To address her concern, I immediately donned my strategic marketing hat. Some would say that when you have a hammer, everything is a nail...
Helping prospects recognize they need what you have to offer
My first observation was that the prospects probably didn't recognize how much they might benefit from the program (the second of nine potential obstacles to a sale). Else, they would have expressed more interest in similar programs. This could have been for any of the following reasons.
They may not have recognized that:
- They have the problem the solution purports to addresses-or believe their current solution is adequate,
- The solution is relevant to their situation
- The source of the solution was credible and/or
- The proffered solution would resolve the problem,
We approached these reservations one at a time. First, we determined that it was likely that many of the small business owners did not already have a solution for "reaping the benefits of a diverse workforce".
We based this assumption on the fact that most companies hire "people like them", and most business owners tend to turn to their peers for advice. We believed that the target audience would agree with our conclusion. So, we looked for ways to persuade them that the program would be relevant.
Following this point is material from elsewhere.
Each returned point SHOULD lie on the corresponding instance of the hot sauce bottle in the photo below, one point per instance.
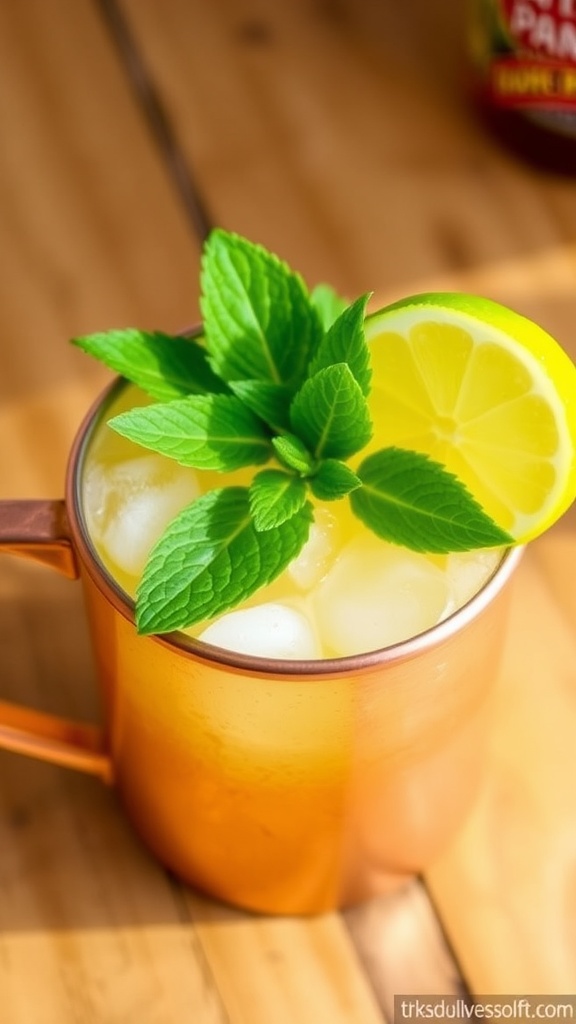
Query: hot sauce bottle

Stepping into prospective buyers' shoes
To do so, we tried to step into their shoes.
To anticipate their concerns, we asked ourselves two questions. The first was, "What might come to prospects' minds when they thought about diversity?". Then, we asked, "What was most important to them right now?"
We guessed that most people think of diversity in terms of differences in race, sex, age, or national origin. Yet, the term has broader implications. It can also refer to a host of other populations that share common circumstances that differ from our own.
We anticipated that what would make the program relevant to a group of small business owners was examples of how a "diverse workforce" would significantly affect the success of their businesses. Luckily, we had recently encountered a few great examples.
Buying from those we know and trust may not always be the best approach: a personal example
Recently, I decided to migrate my website to a modern platform-and began looking for potential vendors . Some of the "usual suspects", recommended by my colleagues, prepared proposals that addressed a number of my stated requirements such as maintaining the "look and feel" of my current site. Nevertheless, a number offered alternative designs despite the fact that I had indicated this was neither a need or a preference.
That said, at the heart of my requirements was a need for strategic guidance. I indicated this by stressing the importance of ease of maintenance and ease of upgrading the site-to accommodate future unknown requirements.
I began to fully recognize my need for strategic guidance, when the bids that came in had little in common. At that point, I began to search the web and social media for resolution to the disparities.
My research surfaced only one company that focused on strategic issues-and provided numerous examples of its capabilities in this area-and that company was located overseas. Given the sample size, I'm not sure if this company had a different perspective because it was located in another country or if this was an individual difference. Nevertheless, it was interesting to me that no US firm popped up in the couple hours I spent searching the web and social media.
Credible sources help raise awareness of value: additional examples
There are more influential sources that we could draw on to demonstrate relevance. One is Jeff Howe, the author of the bestseller Crowdsourcing. He notes (on page 152 of his book) that it takes a diverse group to devise innovative approaches to challenging problems.
Another came from panelists at last week's conference on the future of marketing. In discussing what it takes to develop successful products, they advocated building cross-functional teams composed of marketers, developers, and designers.
Their rationale was that when professionals work in functional silos, they tend to approach problems in much the same way they did in the past. They noted that companies only come up with market-disrupting solutions when employees work in teams that can view situations from multiple angles.
Strategic marketing is a never-ending process
I felt we had come up with some great ideas for helping prospective attendees recognize how they would benefit from the program. At the core, was demonstrating how diversity can help companies achieve competitive advantage.
Now, "all" that was required was to summarize the above "arguments" in concise compelling copy and move to the third of nine potential obstacles to a sale-creating the sense of urgency that would render our prospects "ready to buy".
Whether you're a small business or a strategic marketing consultant, assemble a diverse team
What struck me as ironic, when considering all of the above, is that the very reason we often don't recognize the need for products and services-that might benefit us-is that these products and services are a) unfamiliar, b) don't seem relevant because we don't have examples of how people like us have benefited from them and/or c) are not recommended by the people "like us" that we know and trust. Perhaps we need to involve a more diverse team in our buying process.